Definition
The lowest altitude prescribed for a holding pattern that ensures navigational signal coverage, communications, and obstacle clearance throughout the entire holding area.
Plain English
The lowest altitude you are allowed to fly while flying a holding pattern at a given location. It is set high enough that you stay clear of terrain and obstacles, can still receive your navigation signals, and can still talk to ATC.
Context Anchor
Seen on instrument charts, procedure descriptions, and holding instructions when a pilot may need to wait in a defined holding pattern.
Why Pilots Care
It guarantees safe obstacle clearance while the aircraft maintains position in a hold, protecting the flight during delays or sequencing.
Grounding Statement
Think of it as the floor for that holding pattern: you can be assigned higher, but you should not go lower unless a valid procedure or clearance specifically allows it.
Intuition Check
Minimum does not mean the best altitude or the altitude you will always be assigned.
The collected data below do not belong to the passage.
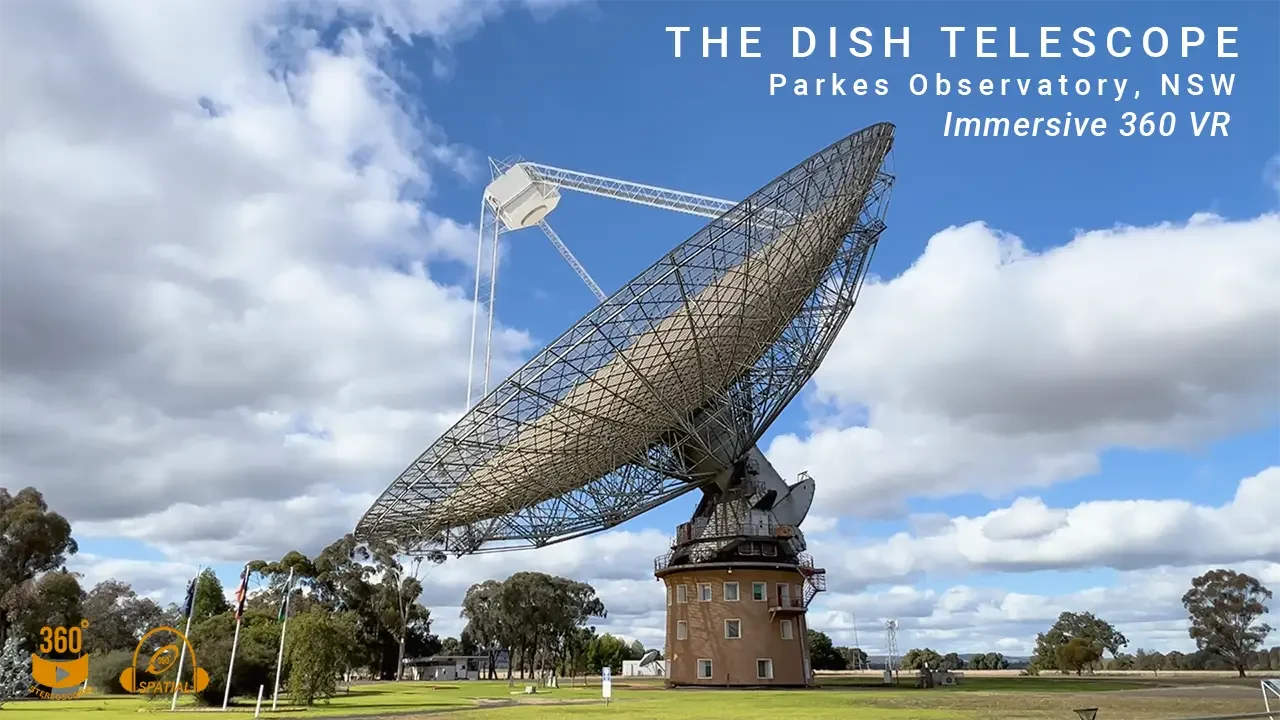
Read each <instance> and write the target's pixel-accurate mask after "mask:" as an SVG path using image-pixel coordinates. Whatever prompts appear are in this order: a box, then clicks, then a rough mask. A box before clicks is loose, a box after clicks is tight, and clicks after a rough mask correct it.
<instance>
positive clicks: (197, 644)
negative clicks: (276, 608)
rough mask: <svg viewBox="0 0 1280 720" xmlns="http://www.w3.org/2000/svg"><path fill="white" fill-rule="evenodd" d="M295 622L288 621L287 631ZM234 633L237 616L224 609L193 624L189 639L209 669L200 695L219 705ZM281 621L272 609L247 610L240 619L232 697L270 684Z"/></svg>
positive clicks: (208, 699) (222, 696)
mask: <svg viewBox="0 0 1280 720" xmlns="http://www.w3.org/2000/svg"><path fill="white" fill-rule="evenodd" d="M293 633H294V624H293V623H292V619H291V624H289V635H291V637H292V635H293ZM234 634H236V616H234V614H232V612H223V614H221V615H215V616H214V618H209V619H207V620H204V621H202V623H200V624H198V625H192V632H191V635H192V637H191V643H192V646H195V648H196V657H198V659H200V665H201V667H204V669H205V671H206V673H209V687H206V688H205V691H204V692H202V693H200V694H201V698H202V700H204V701H205V702H207V703H209V705H219V706H220V705H221V702H223V691H224V689H225V688H227V667H228V665H229V661H230V657H232V639H233V637H234ZM279 641H280V624H279V623H276V620H275V610H274V609H273V610H268V611H264V610H248V611H246V612H244V616H243V618H242V619H241V635H239V646H238V647H237V648H236V669H234V675H233V676H232V697H237V696H250V697H252V696H253V694H255V693H257V688H259V685H265V687H268V688H270V687H271V683H273V682H274V679H275V653H276V651H278V650H279V644H278V643H279Z"/></svg>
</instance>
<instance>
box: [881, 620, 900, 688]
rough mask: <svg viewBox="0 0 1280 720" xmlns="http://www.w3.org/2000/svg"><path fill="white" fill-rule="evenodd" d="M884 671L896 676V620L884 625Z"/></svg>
mask: <svg viewBox="0 0 1280 720" xmlns="http://www.w3.org/2000/svg"><path fill="white" fill-rule="evenodd" d="M884 653H886V655H884V669H886V670H888V671H890V673H892V674H893V676H895V678H896V676H897V620H890V621H887V623H884Z"/></svg>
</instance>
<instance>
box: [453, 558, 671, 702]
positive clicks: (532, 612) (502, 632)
mask: <svg viewBox="0 0 1280 720" xmlns="http://www.w3.org/2000/svg"><path fill="white" fill-rule="evenodd" d="M607 615H608V612H607V611H605V607H604V603H603V602H600V600H599V598H598V597H596V594H595V589H594V588H591V585H589V584H586V583H580V582H577V580H570V579H567V578H557V577H552V575H547V574H544V573H516V574H515V575H511V577H509V578H507V579H506V580H485V582H483V583H476V584H474V585H471V587H470V588H467V592H466V594H465V596H463V598H462V618H463V619H465V620H466V626H465V628H463V629H462V633H461V637H460V638H458V639H457V641H453V639H452V638H449V639H447V641H445V644H449V646H451V647H458V648H460V650H463V651H470V652H463V655H471V653H476V655H483V656H484V657H486V662H485V673H486V676H488V678H490V679H494V678H497V676H498V674H497V670H498V662H497V661H498V657H499V656H502V657H506V659H507V662H506V678H507V679H508V680H511V679H512V676H513V675H512V674H513V673H515V671H516V670H517V669H518V670H520V673H521V676H524V678H543V679H550V678H556V676H559V678H575V676H581V675H588V674H595V673H599V671H600V669H602V667H611V669H612V671H614V673H621V671H622V662H623V661H626V660H640V659H641V657H643V656H644V655H645V652H646V650H645V647H644V644H641V643H640V641H634V642H632V643H630V644H628V643H627V642H626V641H623V639H622V638H618V637H614V635H611V634H608V633H604V634H596V630H595V626H594V625H589V623H590V621H591V620H593V619H603V618H605V616H607ZM659 657H660V653H659Z"/></svg>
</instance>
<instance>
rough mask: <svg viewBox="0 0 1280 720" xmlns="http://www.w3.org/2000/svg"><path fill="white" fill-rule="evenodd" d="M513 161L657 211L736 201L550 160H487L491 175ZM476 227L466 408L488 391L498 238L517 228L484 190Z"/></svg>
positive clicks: (551, 231) (681, 212)
mask: <svg viewBox="0 0 1280 720" xmlns="http://www.w3.org/2000/svg"><path fill="white" fill-rule="evenodd" d="M517 165H518V167H521V168H522V169H524V170H526V172H527V173H529V177H530V179H531V181H534V182H536V183H540V184H543V186H547V187H554V188H559V190H570V191H575V192H581V193H584V195H594V196H596V197H608V199H609V200H621V201H623V202H631V204H635V205H644V206H648V208H657V209H659V210H671V211H675V213H684V214H686V215H696V217H700V218H718V217H721V215H724V214H727V213H732V211H733V209H735V206H736V205H737V202H736V201H733V200H722V199H718V197H709V196H705V195H695V193H692V192H682V191H678V190H669V188H666V187H655V186H652V184H644V183H637V182H630V181H623V179H618V178H608V177H604V176H595V174H591V173H582V172H579V170H566V169H564V168H553V167H552V165H543V164H539V163H529V161H524V160H520V159H508V160H495V159H493V158H490V159H489V172H490V174H492V177H493V179H498V178H499V177H502V176H503V174H504V173H507V170H511V169H512V168H515V167H517ZM535 224H536V227H538V229H540V231H541V232H543V234H545V236H547V240H549V241H550V242H552V245H553V246H554V247H556V250H557V252H559V254H561V256H562V258H563V259H564V261H566V263H568V265H570V268H572V269H573V272H575V273H576V274H577V277H579V278H580V279H581V281H582V283H584V284H586V288H588V290H589V291H591V295H594V296H595V299H596V301H599V302H604V301H605V300H608V295H605V292H604V291H603V290H600V286H599V283H596V282H595V278H593V277H591V274H590V273H588V272H586V268H584V266H582V263H580V261H579V259H577V258H576V256H575V255H573V252H572V251H571V250H570V249H568V246H567V245H564V241H562V240H561V237H559V233H557V232H556V231H554V229H552V227H550V224H548V222H547V220H545V218H544V219H540V220H538V222H536V223H535ZM477 227H479V233H477V238H476V264H475V291H474V295H472V309H471V350H470V357H468V363H467V400H466V407H467V409H470V407H471V402H472V400H475V398H479V397H484V396H485V395H489V375H490V370H492V369H493V323H494V316H495V315H494V301H495V296H497V287H498V278H497V273H498V238H499V237H500V236H503V234H506V233H509V232H516V231H518V229H522V228H512V227H508V225H506V224H504V223H503V222H502V219H500V218H499V208H497V206H495V202H494V199H493V197H490V196H489V195H488V193H485V196H484V197H483V200H481V204H480V223H479V225H477ZM485 260H488V265H486V264H485ZM481 328H483V332H484V336H483V337H481V336H480V334H479V333H480V332H481ZM477 340H480V341H481V342H483V345H481V346H480V347H476V341H477ZM477 354H479V355H481V357H483V366H481V372H480V374H479V375H476V372H475V370H476V355H477ZM477 383H479V387H477Z"/></svg>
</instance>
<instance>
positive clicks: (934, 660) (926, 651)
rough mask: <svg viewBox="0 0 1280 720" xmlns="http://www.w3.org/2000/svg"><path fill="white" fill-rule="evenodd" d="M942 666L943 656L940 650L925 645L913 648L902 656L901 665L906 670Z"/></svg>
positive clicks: (930, 667)
mask: <svg viewBox="0 0 1280 720" xmlns="http://www.w3.org/2000/svg"><path fill="white" fill-rule="evenodd" d="M941 666H942V656H941V655H938V651H936V650H933V648H931V647H924V648H919V647H916V648H911V650H909V651H906V655H904V656H902V664H901V667H902V669H904V670H919V669H922V667H929V669H934V670H936V669H938V667H941Z"/></svg>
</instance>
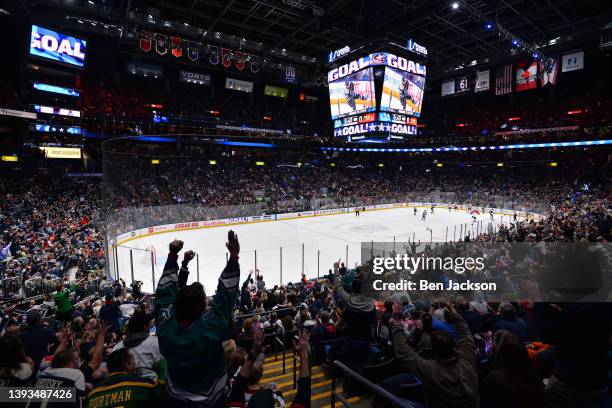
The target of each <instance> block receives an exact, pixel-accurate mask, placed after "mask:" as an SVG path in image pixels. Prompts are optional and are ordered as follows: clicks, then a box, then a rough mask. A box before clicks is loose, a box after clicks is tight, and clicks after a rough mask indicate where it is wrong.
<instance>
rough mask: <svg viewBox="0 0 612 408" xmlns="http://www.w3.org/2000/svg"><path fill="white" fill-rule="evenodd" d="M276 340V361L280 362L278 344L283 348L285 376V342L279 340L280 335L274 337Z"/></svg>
mask: <svg viewBox="0 0 612 408" xmlns="http://www.w3.org/2000/svg"><path fill="white" fill-rule="evenodd" d="M274 340H276V342H275V343H274V349H275V353H274V361H278V349H277V346H276V344H277V343H279V344H280V345H281V347H282V348H283V374H285V342H284V341H281V339H279V338H278V335H275V336H274Z"/></svg>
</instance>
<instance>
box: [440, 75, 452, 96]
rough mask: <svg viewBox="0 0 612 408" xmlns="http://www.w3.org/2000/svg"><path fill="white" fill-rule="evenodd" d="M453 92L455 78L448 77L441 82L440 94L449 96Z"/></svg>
mask: <svg viewBox="0 0 612 408" xmlns="http://www.w3.org/2000/svg"><path fill="white" fill-rule="evenodd" d="M454 93H455V80H454V79H449V80H447V81H443V82H442V96H450V95H453V94H454Z"/></svg>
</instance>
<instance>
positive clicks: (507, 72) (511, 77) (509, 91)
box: [495, 64, 512, 95]
mask: <svg viewBox="0 0 612 408" xmlns="http://www.w3.org/2000/svg"><path fill="white" fill-rule="evenodd" d="M511 92H512V65H511V64H508V65H504V66H503V67H499V68H497V69H496V70H495V95H505V94H509V93H511Z"/></svg>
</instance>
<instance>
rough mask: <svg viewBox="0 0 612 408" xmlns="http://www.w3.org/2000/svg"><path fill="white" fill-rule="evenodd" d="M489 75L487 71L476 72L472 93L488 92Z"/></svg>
mask: <svg viewBox="0 0 612 408" xmlns="http://www.w3.org/2000/svg"><path fill="white" fill-rule="evenodd" d="M490 77H491V73H490V71H489V70H488V69H487V70H486V71H476V84H475V85H474V92H484V91H488V90H489V87H490V79H489V78H490Z"/></svg>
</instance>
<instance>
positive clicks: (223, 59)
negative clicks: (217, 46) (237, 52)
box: [221, 48, 232, 68]
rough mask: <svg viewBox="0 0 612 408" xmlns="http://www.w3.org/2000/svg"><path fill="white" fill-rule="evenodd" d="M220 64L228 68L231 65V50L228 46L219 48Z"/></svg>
mask: <svg viewBox="0 0 612 408" xmlns="http://www.w3.org/2000/svg"><path fill="white" fill-rule="evenodd" d="M221 64H222V65H223V66H224V67H225V68H229V66H230V65H232V50H230V49H229V48H222V49H221Z"/></svg>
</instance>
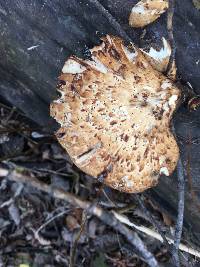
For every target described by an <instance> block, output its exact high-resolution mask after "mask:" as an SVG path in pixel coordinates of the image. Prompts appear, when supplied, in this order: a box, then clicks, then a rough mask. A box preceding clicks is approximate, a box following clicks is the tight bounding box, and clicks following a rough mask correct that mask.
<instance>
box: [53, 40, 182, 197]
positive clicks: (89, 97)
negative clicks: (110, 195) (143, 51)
mask: <svg viewBox="0 0 200 267" xmlns="http://www.w3.org/2000/svg"><path fill="white" fill-rule="evenodd" d="M102 40H103V42H102V44H101V45H100V46H96V47H94V48H93V49H91V54H92V57H91V59H90V60H89V59H87V60H83V59H80V58H77V57H75V56H71V57H70V58H69V59H68V60H67V61H66V63H65V65H64V67H63V69H62V74H61V76H60V83H59V89H58V90H59V92H60V93H61V97H60V98H59V99H58V100H56V101H54V102H53V103H52V104H51V115H52V116H53V117H54V118H55V119H56V120H57V121H58V122H59V123H60V124H61V128H60V129H59V130H58V132H57V134H56V136H57V138H58V141H59V142H60V143H61V145H62V146H63V147H64V148H65V149H66V150H67V152H68V153H69V155H70V157H71V159H72V161H73V162H74V163H75V164H76V165H77V166H78V167H79V168H80V169H81V170H83V171H84V172H85V173H87V174H89V175H91V176H94V177H98V178H101V179H102V180H103V182H104V183H105V184H106V185H108V186H111V187H113V188H115V189H117V190H120V191H124V192H129V193H131V192H141V191H143V190H145V189H147V188H149V187H152V186H154V185H156V184H157V181H158V178H159V176H160V174H165V175H167V176H168V175H170V174H171V173H172V172H173V170H174V169H175V167H176V164H177V161H178V158H179V149H178V146H177V144H176V141H175V139H174V136H173V135H172V133H171V132H170V120H171V118H172V115H173V112H174V111H175V109H176V107H177V105H178V102H179V99H180V90H179V89H178V88H177V87H176V86H175V85H174V84H173V83H172V81H171V80H169V79H168V78H166V77H165V76H164V75H162V74H161V73H160V72H158V71H156V70H155V69H154V68H153V67H152V66H151V65H150V64H149V63H148V61H147V60H146V58H145V57H144V55H143V53H142V52H141V51H140V50H139V49H137V48H136V47H134V46H131V47H126V46H125V45H124V44H123V41H122V40H121V39H120V38H117V37H111V36H108V35H107V36H106V37H104V38H103V39H102Z"/></svg>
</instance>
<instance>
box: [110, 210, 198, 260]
mask: <svg viewBox="0 0 200 267" xmlns="http://www.w3.org/2000/svg"><path fill="white" fill-rule="evenodd" d="M112 212H113V214H114V215H115V217H116V218H117V219H118V220H119V221H120V222H122V223H124V224H126V225H128V226H130V227H133V228H135V229H136V230H138V231H140V232H142V233H144V234H146V235H148V236H151V237H153V238H155V239H157V240H159V241H160V242H162V243H163V238H162V236H161V235H160V234H159V233H157V232H156V231H154V230H152V229H150V228H148V227H145V226H140V225H137V224H135V223H133V222H131V221H130V220H129V219H128V218H127V217H126V216H124V215H121V214H119V213H117V212H115V211H112ZM166 239H167V241H168V242H169V244H174V240H173V239H171V238H169V237H167V236H166ZM179 249H180V250H181V251H184V252H186V253H189V254H191V255H193V256H195V257H197V258H200V251H198V250H196V249H193V248H192V247H189V246H186V245H184V244H182V243H180V244H179Z"/></svg>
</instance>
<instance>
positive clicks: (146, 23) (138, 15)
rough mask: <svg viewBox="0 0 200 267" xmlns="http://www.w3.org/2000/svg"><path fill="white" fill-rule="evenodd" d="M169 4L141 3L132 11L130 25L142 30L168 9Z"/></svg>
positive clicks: (148, 2)
mask: <svg viewBox="0 0 200 267" xmlns="http://www.w3.org/2000/svg"><path fill="white" fill-rule="evenodd" d="M168 2H169V1H168V0H141V1H139V2H138V3H137V4H136V5H135V6H134V7H133V8H132V10H131V13H130V16H129V25H130V26H132V27H134V28H140V27H145V26H146V25H148V24H150V23H152V22H153V21H155V20H156V19H158V18H159V17H160V16H161V14H163V13H164V12H165V11H166V10H167V9H168V6H169V3H168Z"/></svg>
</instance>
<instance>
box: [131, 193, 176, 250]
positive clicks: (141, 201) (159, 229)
mask: <svg viewBox="0 0 200 267" xmlns="http://www.w3.org/2000/svg"><path fill="white" fill-rule="evenodd" d="M135 198H136V199H137V201H138V202H139V204H140V206H141V208H142V209H143V211H144V212H145V213H146V215H147V216H148V218H149V220H150V222H151V223H152V225H153V226H154V227H155V228H156V230H157V231H158V232H159V234H160V235H161V236H162V239H163V242H164V243H165V245H166V247H167V249H168V250H169V251H171V248H170V246H169V243H168V240H167V238H166V236H165V234H164V233H163V231H162V230H161V227H160V225H159V224H158V223H157V222H156V221H155V220H154V218H153V216H152V215H151V213H150V212H149V211H148V209H147V208H146V207H145V205H144V203H143V201H142V199H141V197H140V196H139V195H135Z"/></svg>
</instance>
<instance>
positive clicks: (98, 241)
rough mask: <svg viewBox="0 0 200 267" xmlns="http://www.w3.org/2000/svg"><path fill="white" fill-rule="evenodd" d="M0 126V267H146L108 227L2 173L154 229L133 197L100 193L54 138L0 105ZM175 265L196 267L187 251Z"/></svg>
mask: <svg viewBox="0 0 200 267" xmlns="http://www.w3.org/2000/svg"><path fill="white" fill-rule="evenodd" d="M0 120H1V126H0V159H1V160H0V162H1V163H0V164H1V165H0V166H1V168H0V266H2V267H4V266H9V267H12V266H13V267H15V266H19V267H28V266H29V267H40V266H41V267H45V266H49V267H50V266H52V267H53V266H70V264H71V266H72V263H73V265H74V266H95V267H107V266H116V267H132V266H138V267H140V266H141V267H142V266H147V265H146V263H144V262H143V261H142V260H140V258H139V257H138V254H137V252H136V250H135V249H134V247H133V246H132V245H131V244H130V243H129V242H128V241H127V240H126V239H125V238H124V237H123V236H122V235H121V234H120V233H119V232H117V231H116V230H115V229H114V228H113V227H111V226H108V225H106V224H105V223H104V222H102V220H101V219H99V218H97V217H96V216H93V215H91V214H90V213H87V212H85V211H84V210H83V209H81V208H80V207H78V206H76V205H71V204H68V203H67V202H66V201H65V200H60V199H57V198H55V197H54V196H53V193H52V194H51V193H45V192H43V191H41V190H38V189H37V188H34V187H32V186H31V185H29V184H24V183H20V182H15V181H12V180H10V179H8V177H9V175H8V173H7V172H6V171H5V170H8V171H16V172H17V173H19V174H22V175H25V176H26V177H29V178H30V179H34V178H37V179H38V181H41V182H43V183H44V184H47V185H49V186H50V187H51V188H52V192H53V190H54V189H55V188H56V189H61V190H63V191H64V192H70V193H71V194H73V195H75V196H78V197H81V199H83V200H84V201H89V202H90V203H91V205H92V204H93V203H98V205H99V206H100V207H101V208H102V209H103V210H106V211H110V210H114V211H116V212H118V213H119V214H122V215H125V216H126V217H127V218H128V219H129V220H130V221H131V222H134V223H135V224H137V225H140V226H141V225H142V226H144V227H147V228H149V229H153V230H155V227H154V225H152V220H151V219H150V217H149V214H147V213H146V211H145V209H143V208H141V203H138V199H137V198H135V196H134V195H128V194H123V193H119V192H117V191H114V190H111V189H109V188H108V187H103V186H102V185H101V184H100V183H98V182H96V181H95V180H94V179H92V178H91V177H89V176H87V175H85V174H83V173H82V172H80V171H79V170H78V169H77V168H76V166H74V165H73V163H72V162H71V161H70V159H69V157H68V156H67V154H66V153H65V151H63V149H62V148H61V147H60V145H59V144H58V143H57V141H56V139H55V137H54V136H53V135H49V134H48V133H45V132H41V129H40V127H38V126H37V125H35V124H33V123H32V122H30V121H29V120H28V119H27V118H26V117H25V116H24V114H21V113H19V112H18V111H17V110H16V109H13V108H10V107H8V106H6V105H4V104H1V105H0ZM139 196H140V199H141V200H142V203H143V204H144V206H145V207H146V209H147V210H148V212H149V213H150V215H151V216H152V217H153V220H154V222H156V223H157V224H159V226H160V229H161V231H162V232H164V233H168V236H170V235H172V234H173V231H174V222H173V220H172V219H171V218H170V217H169V216H168V215H167V214H165V213H163V212H162V211H160V210H159V208H158V207H156V206H155V204H154V203H152V202H151V200H150V199H149V198H148V196H147V195H143V194H142V195H139ZM132 230H133V232H134V229H132ZM137 234H138V235H139V237H140V239H141V240H142V241H143V242H144V244H145V245H146V247H147V248H148V250H149V251H151V253H152V254H153V255H154V256H155V258H156V259H157V261H158V262H159V264H162V266H173V265H172V263H171V261H170V259H171V255H170V252H169V249H167V247H166V245H164V244H162V243H161V242H160V241H158V240H156V239H155V238H152V237H149V236H148V235H146V234H142V233H140V232H137ZM180 259H181V264H182V266H200V265H198V264H199V263H198V260H197V259H195V258H193V257H192V256H189V254H187V253H185V254H183V253H180ZM159 266H160V265H159Z"/></svg>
It means the lowest published altitude that still protects obstacle clearance, navigation reception, and communication for that hold.
Example Sentence 1
Cleared to hold at LIMA intersection as published, the pilot leveled off at the minimum holding altitude shown on the chart.
Example Sentence 2
The pilot confirmed the minimum holding altitude on the approach chart before entering the published hold.